Napastnik z Liege popełnił samobójstwo strzelając sobie w głowę - potwierdziła dziś belgijska prokuratura. Wcześniej belgijska policja znalazła ciało kobiety w magazynie, używanym przez napastnika. To prawdopodobnie jego piąta ofiara. Wczoraj mężczyzna w centrum miasta zastrzelił cztery osoby, a potem sam się zabił.
Prokurator Cedric Visart de Bocarme powiedział w radiu La Premiere, że we wtorek wieczorem znaleziono ciało kobiety w magazynie używanym przez zamachowca.
- Podczas przeszukania ubiegłej nocy magazynu, używanego przez napastnika do hodowania konopii, odkryto ciało kobiety zabitej przez niego przed tym, jak poszedł na Place Saint Lambert - poinformował w środę de Bocarme. Personaliów kobiety nie podano do publicznej wiadomości.
Kolejna ofiara, 1,5-roczne dziecko
We wtorek wieczorem w szpitalu w Liege zmarło też ranne w ataku 17-miesięczne dziecko. Była to kolejna ofiara napastnika, który sam też zginął. Według części świadków popełnił samobójstwo, strzelając sobie w głowę.
W ataku na miejscu zginął 15-latek, a 17-letnia dziewczyna i 75-letnia kobieta zmarły w szpitalu. 123 osoby zostały ranne.
Jak powiedziała rano w środę w rozmowie z TVN24 belgijska korespondentka "Dziennika Gazety Prawnej" Dominika Ćosić, lekarze wciąż walczą o życie jednej osoby, 20-letniego chłopaka. - Jest na granicy życia i śmierci. Niestety mówią, że prawdopodobnie będzie to kolejna ofiara - dodała.
Zaatakował granatami
Do tragedii doszło na centralnym placu miasta, obok budynku sądu. Jak poinformowała prokuratura, mężczyzna strzelaninę wywołał w drodze na komisariat policji, dokąd został wezwany na przesłuchanie.

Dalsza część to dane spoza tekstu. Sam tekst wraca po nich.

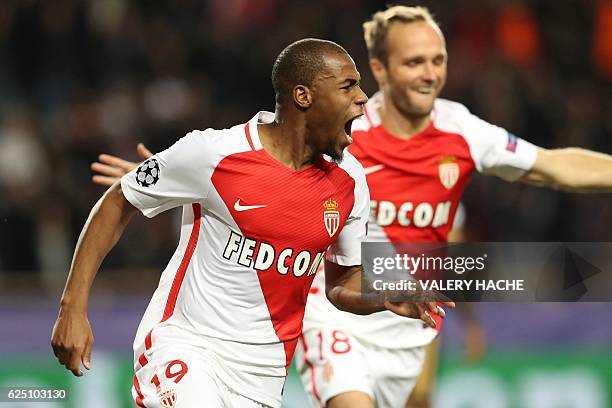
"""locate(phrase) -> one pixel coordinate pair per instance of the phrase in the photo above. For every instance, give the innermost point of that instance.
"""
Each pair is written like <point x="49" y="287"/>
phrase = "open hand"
<point x="72" y="341"/>
<point x="110" y="168"/>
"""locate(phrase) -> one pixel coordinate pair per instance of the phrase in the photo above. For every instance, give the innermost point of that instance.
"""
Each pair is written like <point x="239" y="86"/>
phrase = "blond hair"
<point x="375" y="30"/>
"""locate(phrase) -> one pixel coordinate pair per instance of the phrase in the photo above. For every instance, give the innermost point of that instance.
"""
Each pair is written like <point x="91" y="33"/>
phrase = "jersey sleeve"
<point x="496" y="151"/>
<point x="179" y="175"/>
<point x="346" y="250"/>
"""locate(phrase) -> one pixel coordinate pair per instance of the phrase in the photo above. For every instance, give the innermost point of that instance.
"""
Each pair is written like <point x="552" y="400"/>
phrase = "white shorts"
<point x="332" y="362"/>
<point x="184" y="376"/>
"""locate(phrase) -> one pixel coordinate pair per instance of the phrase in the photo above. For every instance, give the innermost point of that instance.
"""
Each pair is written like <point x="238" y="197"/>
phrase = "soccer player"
<point x="262" y="206"/>
<point x="419" y="152"/>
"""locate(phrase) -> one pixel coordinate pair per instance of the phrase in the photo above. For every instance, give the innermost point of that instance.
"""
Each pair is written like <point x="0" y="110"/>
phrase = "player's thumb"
<point x="143" y="152"/>
<point x="86" y="359"/>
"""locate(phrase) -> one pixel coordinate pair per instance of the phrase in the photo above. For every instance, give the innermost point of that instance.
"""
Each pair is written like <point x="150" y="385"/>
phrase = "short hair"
<point x="375" y="31"/>
<point x="300" y="63"/>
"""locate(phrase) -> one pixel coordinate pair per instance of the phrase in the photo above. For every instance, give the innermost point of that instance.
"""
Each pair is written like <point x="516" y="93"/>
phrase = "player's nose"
<point x="429" y="72"/>
<point x="361" y="98"/>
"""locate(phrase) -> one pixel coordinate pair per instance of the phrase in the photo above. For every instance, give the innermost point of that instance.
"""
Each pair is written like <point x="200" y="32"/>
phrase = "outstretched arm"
<point x="571" y="169"/>
<point x="343" y="289"/>
<point x="72" y="338"/>
<point x="110" y="168"/>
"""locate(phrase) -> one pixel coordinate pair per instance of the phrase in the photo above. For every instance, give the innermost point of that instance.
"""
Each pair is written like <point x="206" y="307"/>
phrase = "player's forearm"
<point x="573" y="169"/>
<point x="101" y="232"/>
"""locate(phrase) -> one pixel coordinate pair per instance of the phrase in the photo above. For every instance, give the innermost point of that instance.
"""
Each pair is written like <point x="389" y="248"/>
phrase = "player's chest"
<point x="429" y="168"/>
<point x="270" y="203"/>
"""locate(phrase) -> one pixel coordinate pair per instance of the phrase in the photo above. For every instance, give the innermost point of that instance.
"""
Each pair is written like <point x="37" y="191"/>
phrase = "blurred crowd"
<point x="82" y="77"/>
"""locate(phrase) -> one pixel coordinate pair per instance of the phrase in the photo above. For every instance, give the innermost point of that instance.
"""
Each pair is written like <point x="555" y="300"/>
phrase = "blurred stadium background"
<point x="80" y="77"/>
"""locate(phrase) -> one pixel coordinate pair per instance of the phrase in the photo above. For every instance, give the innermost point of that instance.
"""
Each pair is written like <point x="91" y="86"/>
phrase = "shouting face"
<point x="337" y="100"/>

Jak podała agencja AFP, napastnik, stojąc na dachu przyległej do skweru piekarni, rzucił na plac trzy granaty, które eksplodowały, a następnie otworzył ogień z broni palnej. Miał przy sobie rewolwer i lekką broń automatyczną.
Napastnikiem był 32-letni Nordine Amrani, mieszkaniec Liege marokańskiego pochodzenia. Prokurator Daniele Reynders, powołując się na opinię lekarza sądowego, potwierdził, że Nordine Amrani popełnił samobójstwo "strzałem w głowę". Dodała, że napastnik nie pozostawił żadnej wiadomości wyjaśniającej motywy swego czynu.
Mężczyzna w 2008 roku został skazany na prawie pięć lat więzienia za posiadanie broni i uprawianie konopi indyjskich. Znajdował się na zwolnieniu warunkowym.
Wykluczony atak terrorystyczny
Dotychczas nie ustalono motywów, jakimi się kierował. Zdaniem belgijskiego MSW i prokuratury można wykluczyć jedynie atak terrorystyczny.
Do Liege jeszcze we wtorek przybył premier Belgii Elio di Rupo, wizytę zapowiedziała również para królewska.
Wsparcie i współczucie wyraził przewodniczący Parlamentu Europejskiego Jerzy Buzek.